Aviez-vous un nom avant cet évènement ?
« Puisque c’est ainsi, dorénavant, je vous appellerai Cendres. »
Lorsque Cendres ouvrit les yeux, la première chose qu’elle vit fut le visage de Maggie.
La jeune femme cligna plusieurs fois des yeux puis s’approcha pour embrasser son amie :
– « Enfin, vous voilà réveillée, goo! »
La sorcière tenta de bouger ses orteils et contrairement à ses craintes, s’aperçut qu’elle ne ressentait ni faiblesse ni engourdissement. En outre, son ventre n’était absolument plus douloureux.
– « Combien de temps ai-je dormi ? »
– « Un après-midi », répondit Maggie. « Nana a dit que votre traitement médical était terminé et que vous étiez susceptible de vous réveiller à tout moment. Cependant, elle a également précisé que vous seriez très fatiguée et qu’il faudrait vous reposer un temps. Lors de votre second réveil, vous devriez vous sentir bien mieux et avoir récupéré votre énergie. »
Cendres tapota la tête de Maggie, se redressa lentement et écarta ses vêtements afin de s’examiner. Elle constata que son abdomen était complètement intact. L’impressionnante blessure avait disparu. On aurait dit qu’elle venait de faire un cauchemar et qu’à son réveil, la blessure s’était volatilisée dans le néant.
– « Elle… comment a-t-elle fait pour me guérir ? »
– « Je pense qu’il est préférable que vous ne le sachiez pas », répondit Maggie. Mais voyant la détermination dans les yeux de Cendres, elle décida finalement de poursuivre : « Ils ont remis les… Goo, les parties de votre corps en place, et reconstitué votre ventre. Puis Nana a commencé à libérer sa magie pour rendre à celui-ci son état d’origine. Plus vite ils rassemblaient vos constituants, plus vite elle pourrait vous soigner. Si quelque chose avait manqué, elle n’aurait pas eu le pouvoir de le régénérer »

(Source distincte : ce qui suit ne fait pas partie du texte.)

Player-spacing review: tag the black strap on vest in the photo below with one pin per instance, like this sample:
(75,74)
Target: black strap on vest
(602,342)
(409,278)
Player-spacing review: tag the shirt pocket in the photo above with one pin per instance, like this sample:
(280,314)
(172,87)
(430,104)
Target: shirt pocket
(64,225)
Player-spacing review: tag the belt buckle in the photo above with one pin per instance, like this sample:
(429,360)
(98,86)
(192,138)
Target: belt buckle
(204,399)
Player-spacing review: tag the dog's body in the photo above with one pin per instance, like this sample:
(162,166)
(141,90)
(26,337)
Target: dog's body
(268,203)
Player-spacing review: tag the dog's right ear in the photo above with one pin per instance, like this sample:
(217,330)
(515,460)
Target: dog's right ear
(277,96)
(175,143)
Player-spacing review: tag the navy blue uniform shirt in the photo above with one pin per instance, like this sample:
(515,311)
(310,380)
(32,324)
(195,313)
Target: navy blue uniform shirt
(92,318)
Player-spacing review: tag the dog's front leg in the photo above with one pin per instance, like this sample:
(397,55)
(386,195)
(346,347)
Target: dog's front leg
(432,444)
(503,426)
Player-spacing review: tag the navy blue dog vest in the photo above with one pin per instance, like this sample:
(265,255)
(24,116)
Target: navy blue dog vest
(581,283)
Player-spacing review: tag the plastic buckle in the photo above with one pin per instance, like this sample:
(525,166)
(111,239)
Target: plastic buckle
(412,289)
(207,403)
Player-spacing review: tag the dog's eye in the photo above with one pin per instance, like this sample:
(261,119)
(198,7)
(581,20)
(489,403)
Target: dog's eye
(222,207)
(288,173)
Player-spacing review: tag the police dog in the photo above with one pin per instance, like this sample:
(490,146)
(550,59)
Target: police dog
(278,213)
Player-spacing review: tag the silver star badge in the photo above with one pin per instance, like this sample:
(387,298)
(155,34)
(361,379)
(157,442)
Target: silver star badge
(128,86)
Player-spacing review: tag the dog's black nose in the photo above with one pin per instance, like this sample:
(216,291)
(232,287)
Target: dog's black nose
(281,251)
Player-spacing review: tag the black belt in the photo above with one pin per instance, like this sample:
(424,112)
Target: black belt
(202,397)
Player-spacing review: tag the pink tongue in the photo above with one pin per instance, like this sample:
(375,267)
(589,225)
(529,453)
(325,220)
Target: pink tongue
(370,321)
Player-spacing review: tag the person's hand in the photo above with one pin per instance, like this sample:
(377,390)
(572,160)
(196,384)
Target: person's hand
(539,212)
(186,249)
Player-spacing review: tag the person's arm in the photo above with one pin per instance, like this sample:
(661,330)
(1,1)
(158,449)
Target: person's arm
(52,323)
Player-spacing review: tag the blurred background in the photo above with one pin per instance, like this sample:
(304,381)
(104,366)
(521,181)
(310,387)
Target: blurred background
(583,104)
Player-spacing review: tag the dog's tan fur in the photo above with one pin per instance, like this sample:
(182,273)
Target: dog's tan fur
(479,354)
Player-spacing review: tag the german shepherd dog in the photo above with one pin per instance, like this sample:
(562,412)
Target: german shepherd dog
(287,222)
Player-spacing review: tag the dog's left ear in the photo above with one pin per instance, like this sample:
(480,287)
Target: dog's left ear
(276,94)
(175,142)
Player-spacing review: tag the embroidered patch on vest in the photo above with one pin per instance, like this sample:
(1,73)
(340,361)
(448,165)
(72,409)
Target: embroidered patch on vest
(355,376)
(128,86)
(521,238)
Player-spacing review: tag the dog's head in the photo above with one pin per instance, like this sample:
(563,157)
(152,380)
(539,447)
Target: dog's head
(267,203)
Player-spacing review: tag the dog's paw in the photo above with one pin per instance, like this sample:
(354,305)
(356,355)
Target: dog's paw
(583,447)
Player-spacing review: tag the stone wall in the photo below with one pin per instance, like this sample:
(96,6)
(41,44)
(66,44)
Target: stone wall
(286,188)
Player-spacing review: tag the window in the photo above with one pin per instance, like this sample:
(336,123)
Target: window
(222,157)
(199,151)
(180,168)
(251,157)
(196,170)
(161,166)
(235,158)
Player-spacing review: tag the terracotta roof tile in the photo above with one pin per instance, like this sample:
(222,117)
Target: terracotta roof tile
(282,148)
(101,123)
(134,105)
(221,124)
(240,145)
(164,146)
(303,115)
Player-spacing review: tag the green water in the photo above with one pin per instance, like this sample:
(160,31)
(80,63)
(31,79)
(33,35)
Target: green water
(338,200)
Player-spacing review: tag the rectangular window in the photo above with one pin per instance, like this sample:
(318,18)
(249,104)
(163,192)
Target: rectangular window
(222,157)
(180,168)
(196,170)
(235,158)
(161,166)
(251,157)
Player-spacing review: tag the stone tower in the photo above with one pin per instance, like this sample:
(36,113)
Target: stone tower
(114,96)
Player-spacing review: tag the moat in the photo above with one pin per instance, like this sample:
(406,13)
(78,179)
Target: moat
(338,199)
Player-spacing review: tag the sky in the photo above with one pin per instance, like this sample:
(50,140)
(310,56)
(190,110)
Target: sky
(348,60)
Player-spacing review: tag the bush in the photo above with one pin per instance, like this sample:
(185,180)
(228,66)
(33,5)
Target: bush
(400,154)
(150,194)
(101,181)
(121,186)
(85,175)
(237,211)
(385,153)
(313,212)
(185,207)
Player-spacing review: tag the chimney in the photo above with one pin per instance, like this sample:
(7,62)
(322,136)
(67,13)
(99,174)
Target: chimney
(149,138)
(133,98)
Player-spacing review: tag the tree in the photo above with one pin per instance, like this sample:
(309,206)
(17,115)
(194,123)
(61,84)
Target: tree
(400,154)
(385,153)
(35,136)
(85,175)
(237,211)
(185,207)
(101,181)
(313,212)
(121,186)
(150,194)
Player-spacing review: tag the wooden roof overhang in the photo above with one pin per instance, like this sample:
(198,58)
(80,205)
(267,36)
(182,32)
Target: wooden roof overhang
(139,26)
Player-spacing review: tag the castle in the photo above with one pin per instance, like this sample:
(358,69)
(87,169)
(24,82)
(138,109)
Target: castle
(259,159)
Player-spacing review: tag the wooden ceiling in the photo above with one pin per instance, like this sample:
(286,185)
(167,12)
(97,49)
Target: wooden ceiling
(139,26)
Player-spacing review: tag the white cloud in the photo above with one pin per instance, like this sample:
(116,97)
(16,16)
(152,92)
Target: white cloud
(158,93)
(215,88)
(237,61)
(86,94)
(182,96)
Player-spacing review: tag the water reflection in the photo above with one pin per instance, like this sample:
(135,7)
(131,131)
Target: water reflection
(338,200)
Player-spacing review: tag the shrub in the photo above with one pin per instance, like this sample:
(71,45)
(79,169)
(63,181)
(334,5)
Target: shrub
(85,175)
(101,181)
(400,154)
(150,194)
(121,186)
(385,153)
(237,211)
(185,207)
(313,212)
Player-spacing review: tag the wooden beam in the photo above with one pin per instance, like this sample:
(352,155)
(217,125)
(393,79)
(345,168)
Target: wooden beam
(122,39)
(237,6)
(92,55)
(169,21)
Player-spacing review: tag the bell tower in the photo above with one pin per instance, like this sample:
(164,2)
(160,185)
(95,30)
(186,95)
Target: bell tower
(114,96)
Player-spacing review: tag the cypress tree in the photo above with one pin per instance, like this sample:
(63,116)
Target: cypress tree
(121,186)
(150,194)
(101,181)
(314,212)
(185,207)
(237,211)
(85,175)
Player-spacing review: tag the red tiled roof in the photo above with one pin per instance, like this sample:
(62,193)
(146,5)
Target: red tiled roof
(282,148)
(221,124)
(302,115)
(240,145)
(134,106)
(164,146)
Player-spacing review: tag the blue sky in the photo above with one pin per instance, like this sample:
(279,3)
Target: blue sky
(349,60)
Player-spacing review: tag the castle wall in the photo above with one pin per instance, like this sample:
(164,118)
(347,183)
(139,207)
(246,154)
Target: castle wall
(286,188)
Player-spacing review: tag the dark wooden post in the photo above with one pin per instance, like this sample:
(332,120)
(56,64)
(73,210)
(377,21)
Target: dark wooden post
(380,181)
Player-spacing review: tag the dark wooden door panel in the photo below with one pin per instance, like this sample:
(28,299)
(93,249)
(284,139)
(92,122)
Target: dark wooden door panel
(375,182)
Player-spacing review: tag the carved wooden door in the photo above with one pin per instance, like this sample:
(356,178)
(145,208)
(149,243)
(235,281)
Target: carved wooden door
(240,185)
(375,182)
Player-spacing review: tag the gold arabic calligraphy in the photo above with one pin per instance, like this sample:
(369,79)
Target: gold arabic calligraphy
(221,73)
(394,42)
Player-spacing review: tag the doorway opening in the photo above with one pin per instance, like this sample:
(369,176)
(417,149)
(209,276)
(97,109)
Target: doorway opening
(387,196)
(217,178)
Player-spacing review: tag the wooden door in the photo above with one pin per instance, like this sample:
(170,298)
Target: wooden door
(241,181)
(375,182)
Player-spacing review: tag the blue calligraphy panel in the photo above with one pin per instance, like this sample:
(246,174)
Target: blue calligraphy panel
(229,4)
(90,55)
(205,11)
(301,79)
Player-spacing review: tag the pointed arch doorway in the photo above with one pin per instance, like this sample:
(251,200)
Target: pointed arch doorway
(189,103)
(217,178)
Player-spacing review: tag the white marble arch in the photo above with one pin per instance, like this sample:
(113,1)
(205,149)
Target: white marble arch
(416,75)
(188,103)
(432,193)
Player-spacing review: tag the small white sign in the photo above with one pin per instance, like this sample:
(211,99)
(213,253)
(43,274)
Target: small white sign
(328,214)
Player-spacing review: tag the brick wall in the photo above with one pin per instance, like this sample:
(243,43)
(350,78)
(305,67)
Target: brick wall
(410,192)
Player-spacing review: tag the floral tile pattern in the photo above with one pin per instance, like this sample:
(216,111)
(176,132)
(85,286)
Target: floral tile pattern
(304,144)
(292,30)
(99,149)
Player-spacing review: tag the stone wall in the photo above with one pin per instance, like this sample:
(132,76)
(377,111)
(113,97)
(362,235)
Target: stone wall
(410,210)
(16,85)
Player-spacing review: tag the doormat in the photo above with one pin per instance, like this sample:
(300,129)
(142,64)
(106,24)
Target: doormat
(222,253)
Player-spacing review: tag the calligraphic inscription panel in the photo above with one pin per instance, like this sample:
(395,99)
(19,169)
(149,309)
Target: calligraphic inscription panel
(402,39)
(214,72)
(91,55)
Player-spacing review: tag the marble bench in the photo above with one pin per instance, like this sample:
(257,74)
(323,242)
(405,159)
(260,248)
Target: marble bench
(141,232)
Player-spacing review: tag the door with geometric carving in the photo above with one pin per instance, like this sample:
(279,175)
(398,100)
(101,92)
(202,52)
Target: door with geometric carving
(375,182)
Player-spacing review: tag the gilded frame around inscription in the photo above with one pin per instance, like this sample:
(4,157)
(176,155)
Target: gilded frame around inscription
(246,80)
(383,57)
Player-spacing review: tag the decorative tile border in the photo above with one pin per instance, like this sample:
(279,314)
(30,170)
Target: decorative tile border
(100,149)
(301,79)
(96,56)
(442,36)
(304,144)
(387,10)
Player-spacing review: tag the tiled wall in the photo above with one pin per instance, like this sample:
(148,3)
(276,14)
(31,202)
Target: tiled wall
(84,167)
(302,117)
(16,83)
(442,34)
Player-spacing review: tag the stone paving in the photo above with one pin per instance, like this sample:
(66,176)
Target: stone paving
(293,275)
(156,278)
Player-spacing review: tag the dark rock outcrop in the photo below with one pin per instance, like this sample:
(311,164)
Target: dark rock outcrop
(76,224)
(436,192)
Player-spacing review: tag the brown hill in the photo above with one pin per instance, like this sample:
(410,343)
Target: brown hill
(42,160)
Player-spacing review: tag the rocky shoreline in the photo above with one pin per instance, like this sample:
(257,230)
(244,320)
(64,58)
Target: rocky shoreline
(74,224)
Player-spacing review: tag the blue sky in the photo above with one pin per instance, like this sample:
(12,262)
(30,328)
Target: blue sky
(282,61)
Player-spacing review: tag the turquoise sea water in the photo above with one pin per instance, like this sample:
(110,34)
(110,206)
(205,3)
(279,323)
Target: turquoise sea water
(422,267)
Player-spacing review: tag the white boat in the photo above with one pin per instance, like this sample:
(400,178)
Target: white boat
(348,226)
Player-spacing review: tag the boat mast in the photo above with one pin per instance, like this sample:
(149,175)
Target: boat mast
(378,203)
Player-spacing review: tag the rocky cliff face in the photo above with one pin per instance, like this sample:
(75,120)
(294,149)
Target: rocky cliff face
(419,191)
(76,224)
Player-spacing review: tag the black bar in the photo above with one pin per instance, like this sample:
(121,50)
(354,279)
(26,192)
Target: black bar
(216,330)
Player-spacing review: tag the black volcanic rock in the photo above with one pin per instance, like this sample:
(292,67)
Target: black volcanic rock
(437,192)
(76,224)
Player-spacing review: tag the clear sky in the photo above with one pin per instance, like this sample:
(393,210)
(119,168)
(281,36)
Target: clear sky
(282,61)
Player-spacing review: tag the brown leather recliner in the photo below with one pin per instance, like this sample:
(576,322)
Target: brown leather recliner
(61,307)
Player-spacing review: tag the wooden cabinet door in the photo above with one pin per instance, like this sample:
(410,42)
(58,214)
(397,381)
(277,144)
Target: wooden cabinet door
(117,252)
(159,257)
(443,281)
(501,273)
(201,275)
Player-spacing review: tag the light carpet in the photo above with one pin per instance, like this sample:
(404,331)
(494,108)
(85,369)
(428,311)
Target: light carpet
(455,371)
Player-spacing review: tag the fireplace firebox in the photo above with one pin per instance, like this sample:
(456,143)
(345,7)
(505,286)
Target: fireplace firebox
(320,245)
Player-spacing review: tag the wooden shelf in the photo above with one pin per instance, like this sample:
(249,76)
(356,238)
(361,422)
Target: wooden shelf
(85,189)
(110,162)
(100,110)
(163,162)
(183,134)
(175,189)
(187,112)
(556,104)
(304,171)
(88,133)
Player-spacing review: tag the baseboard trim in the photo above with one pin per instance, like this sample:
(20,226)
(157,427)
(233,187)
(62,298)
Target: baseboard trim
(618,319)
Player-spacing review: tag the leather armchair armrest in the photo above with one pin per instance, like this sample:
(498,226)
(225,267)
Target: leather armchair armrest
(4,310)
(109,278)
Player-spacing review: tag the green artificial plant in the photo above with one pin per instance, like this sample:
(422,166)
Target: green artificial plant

Cendre sentit un frisson la parcourir :
– « Toute la saleté et l’herbe dont les parties de mon corps étaient souillée, est-elle… »
– « Lorsque Nana vous a soigné, toute impureté a été évacuée hors de votre corps. Il semble que sa capacité soit en mesure de distinguer entre ce qui est utile et ce qui est nocif. »
A ces mots, la sorcière se sentit soulagée. Elle tenta de se lever de son lit afin de se rendre compte de son état de récupération. Contrairement à ce qu’avait annoncé Nana, la jeune femme venait à peine de se réveiller et pourtant ne ressentait plus aucune faiblesse. Elle eut même l’impression d’être encore plus puissante qu’auparavant.
Cendre enfila sa robe noire, regarda le ciel par la fenêtre et se dirigea vers la porte.
– « Où allez-vous ? » Demanda Maggie, confuse.
– « Voir Son Altesse Royale », répondit Cendres sans se retourner.